Technology should not be used in isolation or as a separate subject area. As much as possible, technology should be integrated into the regular classroom program to promote and extend student learning. If students only use technology in a computer lab, the class is limited by a schedule and the set-up of most computer labs does not lend itself well to group work. When students have to travel to the computer lab, it usually means that technology is not truly integrated. Having a separate space for technology sends a message that technology is separate from what is learned in the classroom (Hertz, 2013). When technology is infused into a classroom’s core curriculum, it is more meaningful and accessible to students.

Technology shouldn’t be a filler.

Many times, iPads and other devices are used in place of books or reserved for students who complete their assignments early. Digital devices become tools to keep students busy while others are working on other tasks or as a reward or incentive. When technology is seen as an add-on and not incorporated into regular classroom teaching, it loses it’s potential to meet student’s learning needs.

Try to select good quality PD sessions.

If possible, try to attend technology training programs that focus on the pedagogical aspects of technology. Prensky indicates that PD or training should not concentrate on using various technologies, but rather on shifting teachers’ thinking and actions to the partnership mentality and pedagogy. Unless and until this is done, the technology training is unlikely to prove fruitful (Prensky, 2010, p. 27). Learning how to use new applications in a meaningful way to support curriculum is more valuable than becoming an expert on the mechanics of a digital tool.

If you intend to integrate technology into your class, strive to avoid using the $1000.00 pencil. Instead, familiarize yourself with the pedagogy that supports digital learning so that you can purposely use technology. Once you have laid the pedagogical foundation, you can go a long way to accelerate deep learning goals.
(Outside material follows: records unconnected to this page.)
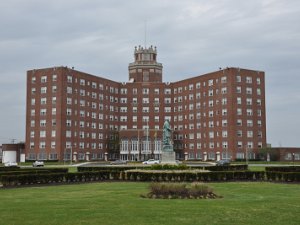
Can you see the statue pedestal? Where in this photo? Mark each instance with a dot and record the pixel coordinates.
(168, 155)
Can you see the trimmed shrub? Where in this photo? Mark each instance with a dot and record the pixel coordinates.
(228, 168)
(180, 190)
(168, 167)
(283, 176)
(13, 168)
(105, 168)
(283, 169)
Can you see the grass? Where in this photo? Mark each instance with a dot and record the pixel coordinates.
(120, 203)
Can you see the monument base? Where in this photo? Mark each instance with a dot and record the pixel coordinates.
(168, 158)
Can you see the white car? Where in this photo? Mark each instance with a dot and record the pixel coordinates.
(38, 164)
(151, 162)
(10, 164)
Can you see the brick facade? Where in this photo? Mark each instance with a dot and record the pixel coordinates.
(216, 115)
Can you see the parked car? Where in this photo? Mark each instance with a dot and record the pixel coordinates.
(118, 162)
(10, 164)
(223, 162)
(151, 162)
(38, 164)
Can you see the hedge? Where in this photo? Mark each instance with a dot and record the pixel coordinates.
(283, 168)
(283, 176)
(138, 175)
(13, 168)
(147, 175)
(106, 168)
(228, 168)
(54, 178)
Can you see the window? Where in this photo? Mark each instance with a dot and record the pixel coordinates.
(43, 79)
(167, 91)
(258, 91)
(249, 112)
(239, 111)
(69, 90)
(249, 80)
(249, 90)
(68, 134)
(224, 90)
(239, 122)
(43, 112)
(123, 91)
(249, 134)
(42, 123)
(69, 123)
(42, 134)
(145, 91)
(258, 80)
(239, 133)
(42, 144)
(43, 90)
(69, 79)
(224, 123)
(249, 123)
(224, 101)
(249, 101)
(82, 82)
(223, 80)
(258, 101)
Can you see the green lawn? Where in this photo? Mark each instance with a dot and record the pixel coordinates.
(120, 203)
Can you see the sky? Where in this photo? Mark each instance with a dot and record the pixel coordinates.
(193, 37)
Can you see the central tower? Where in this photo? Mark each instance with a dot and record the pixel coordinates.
(145, 68)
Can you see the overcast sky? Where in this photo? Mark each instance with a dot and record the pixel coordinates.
(193, 37)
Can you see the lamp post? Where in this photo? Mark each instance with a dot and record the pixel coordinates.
(71, 156)
(247, 155)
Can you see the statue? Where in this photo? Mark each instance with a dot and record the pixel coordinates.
(167, 154)
(167, 133)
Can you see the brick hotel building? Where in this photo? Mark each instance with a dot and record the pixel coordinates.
(72, 114)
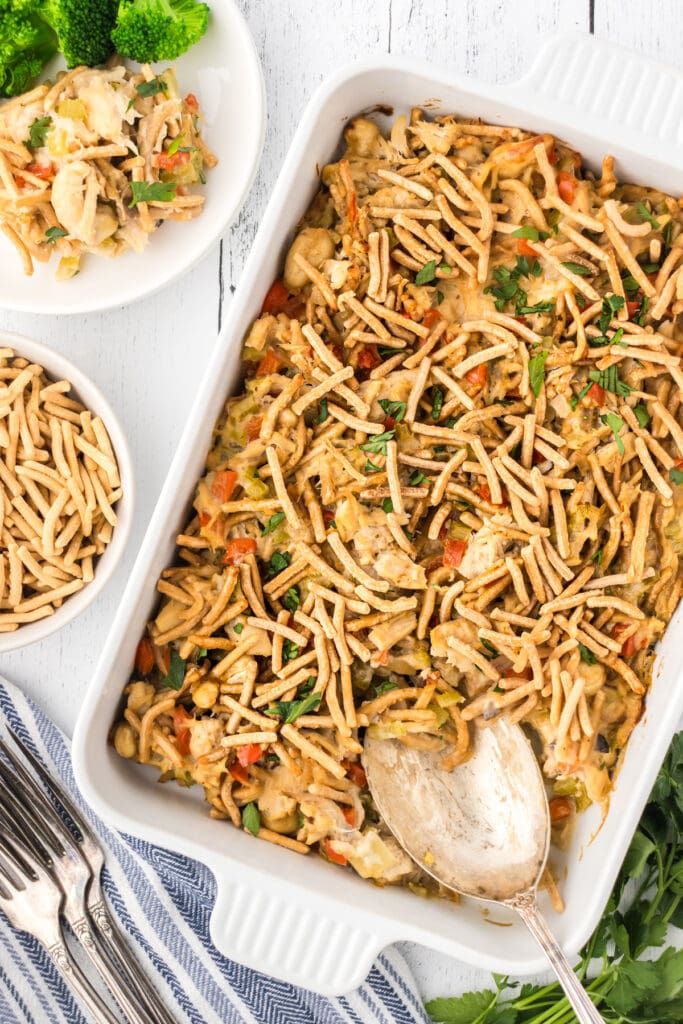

Hertz, M.B. (2013). The pros and cons of computer labs. Edutopia.

Okojie, Mabel CPO; Olinzock, Anthony A.; Okojie-Boulder, Tinukwa C. Journal of Technology Studies, v32 n2 p66-71 Spr 2006.

Prensky, M. (2010). Partnering. Teaching digital natives. Partnering for real learning (pp.9-29). Thousand Oaks, CA: Corwin Press.

Tolisano, S.R. (2015). What are the biggest mistakes teachers make when integrating technology into the classroom? Tech & Learning.